For instance, why did Microsoft kill the Start button from the “desktop mode,” when so many people were upset about the change? And is to coming back? (Answer: Microsoft is talking about it, but won’t commit to it.)
Remember, Larson-Green previously worked on Microsoft Office where she was involved in another design decision that baffled loyal Office users: replacing the classic menus with Ribbon menus, forcing users to relearn how to find all of the software’s commands and features.
Last week, speaking at the 2013 WIRED Business Conference in New York, Larson-Green explained how Microsoft thinks about product design:
‘We’re principled in the direction that we’re heading but we’re not going to be stubborn.

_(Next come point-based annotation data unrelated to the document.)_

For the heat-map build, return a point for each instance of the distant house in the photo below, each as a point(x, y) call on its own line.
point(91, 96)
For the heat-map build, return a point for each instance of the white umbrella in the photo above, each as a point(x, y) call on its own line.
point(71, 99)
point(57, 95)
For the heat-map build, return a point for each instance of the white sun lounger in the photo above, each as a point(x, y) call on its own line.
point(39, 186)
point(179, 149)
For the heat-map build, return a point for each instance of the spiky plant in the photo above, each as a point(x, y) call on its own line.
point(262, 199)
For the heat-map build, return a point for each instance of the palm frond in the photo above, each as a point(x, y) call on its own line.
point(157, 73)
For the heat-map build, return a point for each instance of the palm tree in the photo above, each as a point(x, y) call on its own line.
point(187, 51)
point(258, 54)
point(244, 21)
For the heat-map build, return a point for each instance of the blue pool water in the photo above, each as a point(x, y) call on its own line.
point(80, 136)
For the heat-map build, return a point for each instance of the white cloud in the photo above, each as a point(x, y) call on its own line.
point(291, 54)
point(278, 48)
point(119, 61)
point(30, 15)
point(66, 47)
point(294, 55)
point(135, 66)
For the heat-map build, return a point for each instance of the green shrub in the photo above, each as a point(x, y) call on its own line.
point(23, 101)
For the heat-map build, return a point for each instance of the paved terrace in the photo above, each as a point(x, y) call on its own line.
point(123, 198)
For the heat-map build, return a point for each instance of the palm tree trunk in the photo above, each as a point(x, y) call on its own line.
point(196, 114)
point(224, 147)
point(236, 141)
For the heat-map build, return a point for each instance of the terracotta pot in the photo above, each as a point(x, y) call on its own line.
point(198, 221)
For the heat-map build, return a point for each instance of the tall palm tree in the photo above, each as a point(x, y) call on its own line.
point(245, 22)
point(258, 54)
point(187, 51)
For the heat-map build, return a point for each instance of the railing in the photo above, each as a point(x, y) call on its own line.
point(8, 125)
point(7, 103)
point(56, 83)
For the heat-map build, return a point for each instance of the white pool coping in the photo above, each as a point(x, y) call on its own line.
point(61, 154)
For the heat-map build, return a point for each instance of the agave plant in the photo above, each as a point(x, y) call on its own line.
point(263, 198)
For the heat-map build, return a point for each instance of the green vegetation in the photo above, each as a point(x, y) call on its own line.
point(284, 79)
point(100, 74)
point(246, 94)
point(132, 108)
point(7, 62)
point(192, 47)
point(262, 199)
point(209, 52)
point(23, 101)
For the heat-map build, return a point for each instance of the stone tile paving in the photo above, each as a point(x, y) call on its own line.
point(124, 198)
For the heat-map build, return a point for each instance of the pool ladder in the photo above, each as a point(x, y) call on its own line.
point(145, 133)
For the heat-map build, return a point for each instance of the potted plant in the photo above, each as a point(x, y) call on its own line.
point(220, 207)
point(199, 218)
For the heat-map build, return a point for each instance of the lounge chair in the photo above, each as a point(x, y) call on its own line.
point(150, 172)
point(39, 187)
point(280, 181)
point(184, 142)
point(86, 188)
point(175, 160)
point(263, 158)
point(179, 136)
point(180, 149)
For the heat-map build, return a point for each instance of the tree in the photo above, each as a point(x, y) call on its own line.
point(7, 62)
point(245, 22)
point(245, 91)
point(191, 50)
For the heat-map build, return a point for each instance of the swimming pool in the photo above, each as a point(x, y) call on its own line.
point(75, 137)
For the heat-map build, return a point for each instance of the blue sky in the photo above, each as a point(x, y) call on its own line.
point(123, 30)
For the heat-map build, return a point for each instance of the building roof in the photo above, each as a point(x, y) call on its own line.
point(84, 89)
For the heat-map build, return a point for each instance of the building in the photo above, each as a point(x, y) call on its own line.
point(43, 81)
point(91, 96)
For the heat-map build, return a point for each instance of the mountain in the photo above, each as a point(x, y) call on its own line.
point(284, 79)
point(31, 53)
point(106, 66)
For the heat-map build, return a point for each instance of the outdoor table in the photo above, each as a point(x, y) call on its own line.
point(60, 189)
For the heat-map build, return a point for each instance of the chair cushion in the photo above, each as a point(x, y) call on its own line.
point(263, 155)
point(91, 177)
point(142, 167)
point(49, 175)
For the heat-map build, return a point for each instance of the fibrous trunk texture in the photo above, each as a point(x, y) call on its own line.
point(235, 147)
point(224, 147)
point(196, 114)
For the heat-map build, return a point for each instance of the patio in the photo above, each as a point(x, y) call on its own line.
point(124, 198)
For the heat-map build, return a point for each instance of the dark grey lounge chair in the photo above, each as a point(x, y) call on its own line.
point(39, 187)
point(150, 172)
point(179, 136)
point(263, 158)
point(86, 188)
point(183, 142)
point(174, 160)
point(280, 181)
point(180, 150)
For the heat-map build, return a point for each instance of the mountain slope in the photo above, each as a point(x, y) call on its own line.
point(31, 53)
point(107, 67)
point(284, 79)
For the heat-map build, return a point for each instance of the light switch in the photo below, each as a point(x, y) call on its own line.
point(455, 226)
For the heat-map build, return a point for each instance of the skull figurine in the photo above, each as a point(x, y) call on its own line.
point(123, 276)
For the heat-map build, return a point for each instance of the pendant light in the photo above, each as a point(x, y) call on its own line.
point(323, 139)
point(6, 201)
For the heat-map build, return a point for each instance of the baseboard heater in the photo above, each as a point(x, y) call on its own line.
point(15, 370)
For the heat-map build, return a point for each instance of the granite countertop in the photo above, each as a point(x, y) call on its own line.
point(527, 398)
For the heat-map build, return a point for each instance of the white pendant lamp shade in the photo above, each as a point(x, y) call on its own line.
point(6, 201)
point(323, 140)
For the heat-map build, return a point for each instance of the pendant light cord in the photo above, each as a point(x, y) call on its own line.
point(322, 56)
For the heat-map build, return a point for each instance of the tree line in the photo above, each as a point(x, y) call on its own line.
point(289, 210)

It’s not to spite you.”
Today, Tami Reller, Windows marketing chief and CFO, speaking at the JP Morgan Technology conference, added:
“When you have 1.3 billion customers using your product … you need to have a vision … so that you have everyone working on Windows, including the eco-system, knows where you’re headed and can go there with you. But that doesn’t mean you aren’t listening consistently and constantly … to what customers are asking for.”
Reller said that the Windows team has already released 739 updates to Windows 8.
We’ll soon see how well the Windows team is really listening. Windows 8.1, code-named Windows Blue, will be previewed in June and everyone is hoping it fixes the design changes that have most annoyed users.